Record production and earnings made for a profitable second quarter for Stillwater Mining (SWC-X), though its hedging policy kept the company from reaching the maximum value of its namesake platinum-palladium mine in Montana.
Income during the period amounted to US$3.1 million (or 15cents per share) on revenue of US$26.5 million, compared with a loss of US$679,000 (3cents per share) on US$22.3 million in the corresponding period last year.
For the first six months of 1998, income totalled US$4 million (20cents per share) on revenue of US$48 million, compared with US$2.9 million (14cents per share) on US$38.3 million in the first half of last year.

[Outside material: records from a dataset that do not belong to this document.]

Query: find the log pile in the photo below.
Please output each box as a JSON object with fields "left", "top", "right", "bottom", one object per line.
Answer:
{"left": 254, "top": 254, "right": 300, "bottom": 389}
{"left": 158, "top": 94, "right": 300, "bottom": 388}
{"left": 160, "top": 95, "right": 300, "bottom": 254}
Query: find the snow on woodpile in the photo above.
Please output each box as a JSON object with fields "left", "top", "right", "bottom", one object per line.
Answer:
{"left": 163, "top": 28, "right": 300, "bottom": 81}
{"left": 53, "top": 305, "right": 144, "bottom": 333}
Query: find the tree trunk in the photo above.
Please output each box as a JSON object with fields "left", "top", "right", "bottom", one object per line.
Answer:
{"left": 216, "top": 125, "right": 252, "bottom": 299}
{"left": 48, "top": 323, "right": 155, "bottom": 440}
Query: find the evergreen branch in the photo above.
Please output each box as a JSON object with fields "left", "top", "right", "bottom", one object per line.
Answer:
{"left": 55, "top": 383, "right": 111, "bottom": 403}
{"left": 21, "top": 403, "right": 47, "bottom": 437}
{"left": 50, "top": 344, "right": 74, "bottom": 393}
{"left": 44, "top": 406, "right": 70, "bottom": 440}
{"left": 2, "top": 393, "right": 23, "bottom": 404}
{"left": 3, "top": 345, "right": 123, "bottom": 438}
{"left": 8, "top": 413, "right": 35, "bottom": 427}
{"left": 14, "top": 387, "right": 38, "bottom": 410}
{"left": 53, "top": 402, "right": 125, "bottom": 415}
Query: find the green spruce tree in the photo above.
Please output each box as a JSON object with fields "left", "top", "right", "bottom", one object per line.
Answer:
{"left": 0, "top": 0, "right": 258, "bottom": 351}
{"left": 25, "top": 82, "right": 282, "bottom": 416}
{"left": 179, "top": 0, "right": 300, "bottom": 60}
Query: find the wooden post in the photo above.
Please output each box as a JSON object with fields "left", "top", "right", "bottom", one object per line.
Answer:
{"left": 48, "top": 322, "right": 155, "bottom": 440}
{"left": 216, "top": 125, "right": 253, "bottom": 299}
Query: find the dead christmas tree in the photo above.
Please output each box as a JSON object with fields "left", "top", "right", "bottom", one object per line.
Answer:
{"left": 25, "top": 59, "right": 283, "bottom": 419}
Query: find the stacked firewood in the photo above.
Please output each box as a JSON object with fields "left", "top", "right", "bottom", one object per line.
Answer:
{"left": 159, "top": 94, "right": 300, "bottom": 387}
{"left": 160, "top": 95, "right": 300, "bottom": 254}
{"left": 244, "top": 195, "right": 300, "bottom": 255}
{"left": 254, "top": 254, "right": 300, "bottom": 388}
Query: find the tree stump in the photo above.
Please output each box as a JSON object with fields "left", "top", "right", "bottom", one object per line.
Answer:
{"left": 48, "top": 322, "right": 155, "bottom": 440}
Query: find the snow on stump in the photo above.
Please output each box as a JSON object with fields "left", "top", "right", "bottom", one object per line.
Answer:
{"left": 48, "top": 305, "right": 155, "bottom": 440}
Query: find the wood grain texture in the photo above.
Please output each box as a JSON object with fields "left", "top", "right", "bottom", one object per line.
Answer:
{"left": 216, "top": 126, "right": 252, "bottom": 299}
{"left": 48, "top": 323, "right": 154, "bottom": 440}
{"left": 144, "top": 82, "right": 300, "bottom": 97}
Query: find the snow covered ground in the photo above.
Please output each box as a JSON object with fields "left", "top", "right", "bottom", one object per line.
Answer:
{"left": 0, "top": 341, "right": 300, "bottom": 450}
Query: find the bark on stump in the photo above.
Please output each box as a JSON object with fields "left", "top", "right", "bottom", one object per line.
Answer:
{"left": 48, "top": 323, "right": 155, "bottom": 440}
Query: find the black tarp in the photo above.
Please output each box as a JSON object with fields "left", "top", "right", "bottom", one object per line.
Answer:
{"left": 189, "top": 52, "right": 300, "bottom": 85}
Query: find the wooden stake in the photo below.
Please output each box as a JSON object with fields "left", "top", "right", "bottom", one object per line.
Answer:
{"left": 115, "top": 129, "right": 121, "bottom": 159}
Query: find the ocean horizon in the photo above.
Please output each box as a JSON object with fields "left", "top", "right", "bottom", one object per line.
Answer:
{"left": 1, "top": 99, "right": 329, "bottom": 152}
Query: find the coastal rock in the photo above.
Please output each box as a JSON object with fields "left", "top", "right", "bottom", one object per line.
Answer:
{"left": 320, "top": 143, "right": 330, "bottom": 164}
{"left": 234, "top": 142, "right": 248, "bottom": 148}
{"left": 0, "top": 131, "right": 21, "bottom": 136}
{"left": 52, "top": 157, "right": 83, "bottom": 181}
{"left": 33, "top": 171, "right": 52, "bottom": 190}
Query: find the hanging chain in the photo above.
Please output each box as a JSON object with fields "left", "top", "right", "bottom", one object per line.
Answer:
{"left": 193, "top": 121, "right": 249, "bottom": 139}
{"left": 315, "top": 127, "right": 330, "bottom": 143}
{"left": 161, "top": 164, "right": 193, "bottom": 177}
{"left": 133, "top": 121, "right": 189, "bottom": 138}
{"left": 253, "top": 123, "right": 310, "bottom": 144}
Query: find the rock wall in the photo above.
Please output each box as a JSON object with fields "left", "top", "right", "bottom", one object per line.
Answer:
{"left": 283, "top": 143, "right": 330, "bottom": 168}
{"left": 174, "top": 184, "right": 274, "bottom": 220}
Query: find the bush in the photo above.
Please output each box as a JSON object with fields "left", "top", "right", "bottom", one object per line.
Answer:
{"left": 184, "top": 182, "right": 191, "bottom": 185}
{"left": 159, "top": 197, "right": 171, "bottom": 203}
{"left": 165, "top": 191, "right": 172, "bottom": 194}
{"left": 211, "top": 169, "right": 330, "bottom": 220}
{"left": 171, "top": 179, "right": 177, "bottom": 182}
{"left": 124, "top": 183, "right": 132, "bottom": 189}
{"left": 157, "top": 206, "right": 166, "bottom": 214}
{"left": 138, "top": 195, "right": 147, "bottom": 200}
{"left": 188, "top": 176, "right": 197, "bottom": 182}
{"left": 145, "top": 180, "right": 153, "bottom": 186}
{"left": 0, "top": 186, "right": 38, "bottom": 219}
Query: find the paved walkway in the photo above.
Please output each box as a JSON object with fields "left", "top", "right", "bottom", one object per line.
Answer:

The higher revenue reflects a 54% increase in production between the two second quarters (from 78,000 to 120,000 oz.), and a 40% boost between the two January-to-June periods (from 157,000 to 220,000 oz.)
Cash costs fell 22% between the two second quarters, to a record low of US$147 per combined ounce.
The company realized a price of US$225 per oz. platinum and palladium during the 1998 second quarter, and US$224 for the first half of this year, compared with US$232 and US$215 in the corresponding year-ago periods.
However, spot prices for the metals have been considerably higher than the company’s realized prices. Had Stillwater realized the market price, its quarterly earnings would have been 51cents per share, states Chairman William Nettles.
The company’s hedging position hangs over production, covering 63% of output in the third quarter of 1997 and 38% in the fourth quarter. But Nettles remains undaunted.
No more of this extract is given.